As part of our innovations program, Syska has been partnering with leaders in artificial intelligence (AI) to investigate the potential of predictive analytics in the AEC Space. Our first task was to address a pesky problem for design teams: construction requests for information (RFIs), which often lead to an enormous amount of wasted time and money.
For an MEP engineer there is no single reason why an RFI occurs on a project. RFIs stem from a complicated, dynamic process of design and an inability to completely describe all the details necessary to construct a project. Causes could include time constraints during design, improper coordination between design specialties, contractor value engineering, owner changes, field conditions, and plain old contractors searching for change orders.
“So what?” you might be thinking. But for design professionals time is money, and time spent on RFIs reduces the profitability of a project. Problems extend to other stakeholders, too. For the construction team an RFI may include scope clarifications that aren’t under contract, thus putting the team at risk for schedule and cost. For the owner RFIs can lead to unanticipated increases in budget and delays in project completion.
As you can see, there are many good reasons to reduce the volume of RFIs. Here’s how we prepared to do just that:
Planning the Approach
We believe that it is inaccurate to use metrics like RFI volume, turnaround time, and total change-order costs as indications of project success or failure. As an alternative, we decided to treat RFI prevention as a quality control / quality assurance activity by learning what is causing RFIs and then adjusting documentation to eliminate the need for them. We identified the goal to use automation to provide guidance and checking of deliverables so the QA / QC is managed, quantitative, and more efficient than traditional checks. The QA / QC process would become a custom checklist of items that are known causes of RFIs.
This custom checklist would be created through data mining and categorization of RFIs from past projects. In the future, we can build in capabilities for automatic checking using API tools applied to project designs.
Next Steps
Our next task was to use machine learning (ML) to categorize RFIs. ML is a subset of artificial intelligence (AI), which is an umbrella term for machine-based intelligence. ML uses algorithms and data to create automation without explicitly defining the steps necessary to create the automation.
The most common uses of ML today relate to internet retail and consumers. Internet retail (and the internet in general) generates a lot of data, and ML is used to automatically create targeted ads and other inducements to purchase goods and services. For example, if you post pictures on Instagram, ML is used to detect that an image is a cat or a dog or your child. This information is then used to customize the ads you see during your browsing experience or when you log on to Amazon. This use of ML – an algorithm to characterize image data, combined with lots of images, resulting in the ability to predict the content of an image, is called a predictive model. The output from a predictive model is a predictive analytic.

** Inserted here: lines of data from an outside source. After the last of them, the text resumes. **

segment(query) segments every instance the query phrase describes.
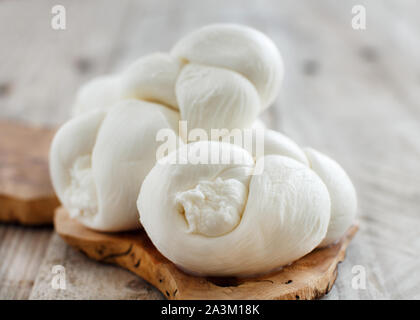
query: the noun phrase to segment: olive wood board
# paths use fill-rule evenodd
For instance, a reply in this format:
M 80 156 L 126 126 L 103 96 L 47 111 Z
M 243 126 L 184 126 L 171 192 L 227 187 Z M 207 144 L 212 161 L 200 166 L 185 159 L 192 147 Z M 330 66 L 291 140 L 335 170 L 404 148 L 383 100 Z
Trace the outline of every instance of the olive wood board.
M 54 132 L 0 121 L 0 222 L 52 224 L 59 205 L 48 171 Z
M 337 266 L 358 230 L 353 225 L 339 242 L 316 249 L 279 271 L 254 278 L 197 277 L 184 273 L 154 247 L 144 230 L 102 233 L 56 210 L 57 233 L 71 246 L 97 261 L 127 269 L 155 286 L 168 299 L 317 299 L 337 278 Z

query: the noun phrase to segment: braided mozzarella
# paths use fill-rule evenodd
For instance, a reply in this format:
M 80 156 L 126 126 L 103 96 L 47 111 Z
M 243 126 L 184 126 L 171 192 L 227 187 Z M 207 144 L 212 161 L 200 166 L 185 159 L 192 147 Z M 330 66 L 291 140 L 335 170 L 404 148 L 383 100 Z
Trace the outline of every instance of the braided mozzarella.
M 275 131 L 265 131 L 264 144 L 265 155 L 257 158 L 233 144 L 198 142 L 153 167 L 137 206 L 164 256 L 193 274 L 250 276 L 287 265 L 345 233 L 357 201 L 344 170 Z M 199 147 L 210 154 L 227 151 L 242 162 L 171 161 Z M 250 175 L 259 165 L 262 173 Z
M 242 161 L 170 161 L 199 147 Z M 208 276 L 264 273 L 309 253 L 327 233 L 328 190 L 292 158 L 270 155 L 256 163 L 233 144 L 197 142 L 165 160 L 147 175 L 137 205 L 154 245 L 182 269 Z M 250 175 L 262 160 L 262 174 Z
M 178 120 L 162 105 L 125 100 L 65 123 L 52 142 L 50 172 L 70 215 L 101 231 L 139 227 L 136 199 L 156 162 L 156 133 L 177 130 Z
M 276 98 L 283 62 L 264 34 L 234 24 L 198 29 L 170 53 L 140 58 L 122 73 L 85 85 L 75 115 L 122 99 L 179 110 L 188 126 L 207 131 L 247 128 Z

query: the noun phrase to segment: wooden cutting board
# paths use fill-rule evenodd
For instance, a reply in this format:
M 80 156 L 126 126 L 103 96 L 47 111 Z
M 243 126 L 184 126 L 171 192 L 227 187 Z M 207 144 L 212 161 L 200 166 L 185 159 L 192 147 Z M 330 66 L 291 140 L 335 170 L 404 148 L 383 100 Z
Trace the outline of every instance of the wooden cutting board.
M 59 205 L 48 172 L 54 132 L 0 121 L 0 222 L 52 223 Z
M 318 249 L 290 266 L 269 275 L 205 278 L 188 275 L 162 256 L 144 230 L 101 233 L 71 219 L 58 208 L 57 233 L 71 246 L 95 260 L 113 263 L 139 275 L 168 299 L 317 299 L 328 293 L 344 260 L 348 244 L 358 230 L 352 226 L 335 245 Z

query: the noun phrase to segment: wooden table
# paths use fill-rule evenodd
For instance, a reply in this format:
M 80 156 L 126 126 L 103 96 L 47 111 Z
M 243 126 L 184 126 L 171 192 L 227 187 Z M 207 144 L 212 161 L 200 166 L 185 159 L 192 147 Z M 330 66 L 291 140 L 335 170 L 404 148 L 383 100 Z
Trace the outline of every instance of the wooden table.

This flowchart shows a basic connection between posting cat photos on social media and machine learning. The content you post on social media is indicative of your lifestyle, what you purchase, and what you find important. This means that the data from social media can be used by advertisers to customize your online experiences. This is a basic connection because this diagram only touches the surface of possible ML-influenced interactions. This entire relationship can also be abstracted and applied to ANY purchase decision on the web by changing the upper three attributes to “I post photos on social media which are indicative of something I must buy.” This is important to understand for design and construction because it explains the motivation to develop ML tools – they influence what we buy on the internet. This means the tools are very sophisticated and powerful, with lots of options for how they can be applied to AEC industry uses. (Source: M2x.ai)

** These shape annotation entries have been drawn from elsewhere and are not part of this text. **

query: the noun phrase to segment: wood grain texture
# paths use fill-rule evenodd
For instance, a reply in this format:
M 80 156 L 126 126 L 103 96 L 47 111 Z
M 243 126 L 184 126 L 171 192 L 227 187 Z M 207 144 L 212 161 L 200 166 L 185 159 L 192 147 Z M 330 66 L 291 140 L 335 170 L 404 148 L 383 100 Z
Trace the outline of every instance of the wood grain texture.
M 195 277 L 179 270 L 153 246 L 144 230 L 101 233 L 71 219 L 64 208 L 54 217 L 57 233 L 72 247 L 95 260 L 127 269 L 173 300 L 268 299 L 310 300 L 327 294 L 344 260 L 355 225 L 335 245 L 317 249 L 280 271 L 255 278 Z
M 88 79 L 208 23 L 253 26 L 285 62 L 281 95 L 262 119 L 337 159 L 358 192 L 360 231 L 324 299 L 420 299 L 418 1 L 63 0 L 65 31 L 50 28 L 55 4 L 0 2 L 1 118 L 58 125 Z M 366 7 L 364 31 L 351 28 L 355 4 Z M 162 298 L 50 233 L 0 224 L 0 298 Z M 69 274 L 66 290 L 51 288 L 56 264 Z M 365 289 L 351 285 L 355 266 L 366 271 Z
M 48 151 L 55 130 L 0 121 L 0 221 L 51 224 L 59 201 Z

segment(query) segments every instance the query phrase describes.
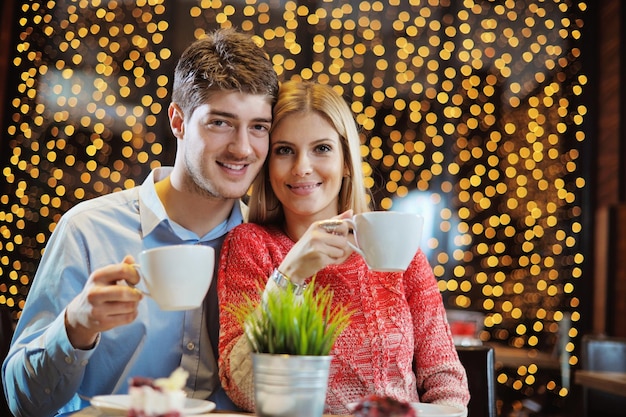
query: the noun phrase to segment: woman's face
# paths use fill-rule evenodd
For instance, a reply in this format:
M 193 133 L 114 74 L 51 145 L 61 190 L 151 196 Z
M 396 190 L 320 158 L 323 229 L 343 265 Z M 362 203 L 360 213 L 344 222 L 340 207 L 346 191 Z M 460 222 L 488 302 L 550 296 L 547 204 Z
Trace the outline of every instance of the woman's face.
M 286 116 L 270 137 L 269 178 L 285 217 L 327 219 L 338 213 L 344 165 L 341 139 L 316 112 Z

ML tools occur in sets or are “stacked” together, the need for which is demonstrated by these images. If ML was used to create a predictive model that detected whether an animal was either a dog or a cat, it would likely predict that a fox is a cat. Similarly, notice how the eyes on an animal are very distinctive, as shown in the lower left. For example, you could detect a cat based on the shape of its iris and distinguish it from the fox. But if the animal isn’t looking at the camera, such as in the upper left image, the detection would either fail or be incorrect. ML tools are stacked so, for example, a confidence level can be assigned to an image detection or relationships can be detected, e.g., “This is the same cat he posted to Instagram last week.” This is important to understand for design and construction because similar stacks of ML tools are needed to create complex solutions. (Source: images from Unsplash)

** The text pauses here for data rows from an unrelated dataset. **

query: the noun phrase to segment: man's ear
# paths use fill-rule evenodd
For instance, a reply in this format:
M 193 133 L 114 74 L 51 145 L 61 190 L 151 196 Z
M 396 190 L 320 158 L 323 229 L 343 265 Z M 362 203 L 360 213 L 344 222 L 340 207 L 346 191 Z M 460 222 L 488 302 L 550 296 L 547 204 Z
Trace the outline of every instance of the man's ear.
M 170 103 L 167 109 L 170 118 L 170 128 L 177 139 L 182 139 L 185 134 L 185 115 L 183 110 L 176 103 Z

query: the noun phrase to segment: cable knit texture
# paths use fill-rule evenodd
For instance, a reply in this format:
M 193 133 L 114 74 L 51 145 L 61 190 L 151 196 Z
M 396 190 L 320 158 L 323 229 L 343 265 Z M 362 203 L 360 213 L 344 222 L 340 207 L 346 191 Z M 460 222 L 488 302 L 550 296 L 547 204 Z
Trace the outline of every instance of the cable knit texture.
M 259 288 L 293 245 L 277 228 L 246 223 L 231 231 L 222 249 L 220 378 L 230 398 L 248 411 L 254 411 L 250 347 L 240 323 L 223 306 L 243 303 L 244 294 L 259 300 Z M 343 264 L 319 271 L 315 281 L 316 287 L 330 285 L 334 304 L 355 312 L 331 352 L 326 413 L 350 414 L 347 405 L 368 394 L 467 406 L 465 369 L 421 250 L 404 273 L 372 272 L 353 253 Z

As mentioned earlier, our attempts to create a predictive model began with categorization. We employed a process called “segmentation,” where RFIs are grouped into clusters of similar types, tagged by their content. This process involves preparing the data, running analysis tools to filter the data, and then using ML tools to map similarities between RFIs. Once the RFIs were characterized, we established priorities for additional analysis to deepen the correlation between RFIs and their causes. For example, project descriptions and attributes can be used to increase the relevance of a given potential RFI topic. The overall objective is an understanding that leads to the development of targeted tools, which can then be tested and evaluated as risk management and QA / QC tools.
In my next blog I’ll tell you more about this process and the results to date. Spoiler alert: We are making headway toward eliminating those dreaded RFIs. By the end of this initiative we’ll have some good news for design teams to celebrate.